ACEPTARNOS

 

No es una realidad fácil de asumir.

No es un acto de orgullo sino una necesidad.

Aceptarnos implica reconocer nuestras cualidades y asumir nuestros límites.

Realizar tal cosa no nos hace mejores o peores que nadie sino reconocer nuestra originalidad, nuestra realidad.

Para aceptarnos no debemos compararnos sino introducirnos en nuestra interioridad y descubrir cualidades y límites.

Cada uno de nosotros somos originales y, por lo tanto, con esa mezcla de virtudes y defectos que nos hacen nosotros.

Reconocer lo que somos y aceptarnos es todo un compromiso.

En primer lugar no es un acto de conformismo sino reconocer una tarea.

La tarea de potenciar nuestras cualidades para que nuestros límites mengüen.

Nuestras cualidades se potencian ejercitándolas en el servicio a los demás.

Nuestras cualidades se potencian viviéndolas con naturalidad y espontaneidad.

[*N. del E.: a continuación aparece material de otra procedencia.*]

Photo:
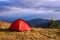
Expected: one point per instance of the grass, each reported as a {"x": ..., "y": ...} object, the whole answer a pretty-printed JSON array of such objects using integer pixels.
[{"x": 35, "y": 34}]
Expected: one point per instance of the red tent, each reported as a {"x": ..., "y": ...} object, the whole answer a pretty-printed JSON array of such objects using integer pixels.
[{"x": 20, "y": 25}]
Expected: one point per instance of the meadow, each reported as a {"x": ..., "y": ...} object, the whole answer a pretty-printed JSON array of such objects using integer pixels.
[{"x": 34, "y": 34}]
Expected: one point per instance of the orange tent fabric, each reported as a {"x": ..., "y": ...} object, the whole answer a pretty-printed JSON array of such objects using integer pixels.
[{"x": 20, "y": 25}]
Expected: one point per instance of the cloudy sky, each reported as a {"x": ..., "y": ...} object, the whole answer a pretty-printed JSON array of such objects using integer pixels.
[{"x": 49, "y": 8}]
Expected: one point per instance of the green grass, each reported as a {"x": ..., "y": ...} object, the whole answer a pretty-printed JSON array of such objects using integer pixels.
[{"x": 35, "y": 34}]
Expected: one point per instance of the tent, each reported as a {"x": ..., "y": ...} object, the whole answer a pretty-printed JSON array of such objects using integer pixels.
[{"x": 20, "y": 25}]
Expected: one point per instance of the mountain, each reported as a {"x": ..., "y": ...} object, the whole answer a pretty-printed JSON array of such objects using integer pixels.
[{"x": 38, "y": 22}]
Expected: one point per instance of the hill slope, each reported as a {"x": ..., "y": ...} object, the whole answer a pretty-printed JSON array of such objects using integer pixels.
[{"x": 35, "y": 34}]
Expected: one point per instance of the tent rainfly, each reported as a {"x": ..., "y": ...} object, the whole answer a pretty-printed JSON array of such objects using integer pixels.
[{"x": 20, "y": 25}]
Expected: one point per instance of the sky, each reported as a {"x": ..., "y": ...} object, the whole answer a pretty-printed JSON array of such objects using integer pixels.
[{"x": 27, "y": 7}]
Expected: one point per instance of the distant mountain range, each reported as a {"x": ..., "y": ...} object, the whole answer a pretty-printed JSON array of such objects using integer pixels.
[{"x": 38, "y": 22}]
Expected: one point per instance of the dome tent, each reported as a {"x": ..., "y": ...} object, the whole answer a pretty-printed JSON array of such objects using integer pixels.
[{"x": 20, "y": 25}]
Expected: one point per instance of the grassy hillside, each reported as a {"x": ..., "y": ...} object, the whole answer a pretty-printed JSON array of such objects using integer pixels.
[{"x": 35, "y": 34}]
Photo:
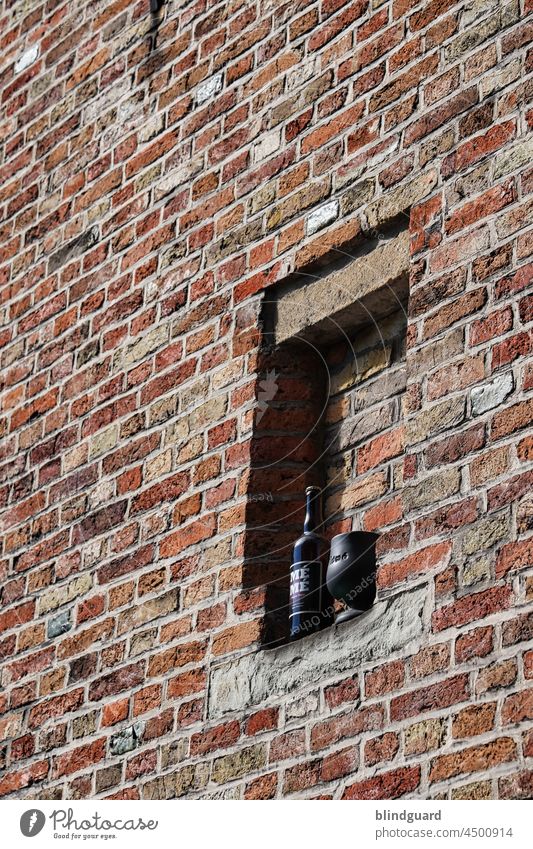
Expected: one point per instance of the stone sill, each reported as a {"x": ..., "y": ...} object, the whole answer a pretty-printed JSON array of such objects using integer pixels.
[
  {"x": 253, "y": 679},
  {"x": 364, "y": 288}
]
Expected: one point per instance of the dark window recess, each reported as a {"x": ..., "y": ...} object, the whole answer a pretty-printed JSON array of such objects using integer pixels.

Es nuestra forma de ser útiles y de crecer como personas.

No podemos vivir en una lucha constante contra nuestros límites puesto que ellos son parte real de lo que somos.

Podemos dejar de lado nuestras limitaciones para potenciar nuestras cualidades.

Esas cualidades son dones que Dios ha querido poner en nosotros para que, potenciándolas, podamos darnos cuenta que nuestros límites se van quedando más y más difusos.

Nunca habrán de desaparecer puesto que son parte de esa nuestra originalidad pero no se harán presentes con tanta frecuencia.

Aceptarnos implica un acto de coraje y de realismo.

No somos lo que los demás suponen ni lo que, muchas veces, creemos de nosotros mismos.

Generalmente no somos tan buenos como algunos pueden suponer ni somos tan malos como nosotros podemos creernos.

Generalmente no somos tan malos como algunos dicen que somos ni somos tan brillantes como nosotros podemos creer que somos.

Coraje para asumir nuestra realidad.

Realismo para reconocer virtudes y defectos.

Realismo para introducirnos en nosotros mismos y aceptar lo que encontramos.

Puede ser que, con el paso del tiempo, podamos descubrir que teníamos cualidades que nunca habíamos supuesto.

Puede ser que, con el paso del tiempo, podamos llegar a la certeza de que alguno de nuestros defectos ha sido, en parte, corregido.

Aceptarnos es una tarea en constante proceso.

Nunca acabamos de descubrirnos y nunca podemos llegar a decirnos esta es nuestra última palabra sobre nosotros.

Aceptarnos es siempre estar pronunciándonos.

En oportunidades es bueno poder escuchar a otros puesto que ellos pueden ayudarnos a aceptarnos un algo mejor.

En oportunidades es bueno prestar algo de atención a los demás para deber asumir esas realidades que, sin proponérnoslo, somos capaces de brindar.

Lo más difícil del aceptarnos es que debemos intentar ser coherentes con nuestra originalidad o autenticidad.

No somos auténticos cuando intentamos imitar a los demás sino cuando, aceptándonos, vivimos lo que somos.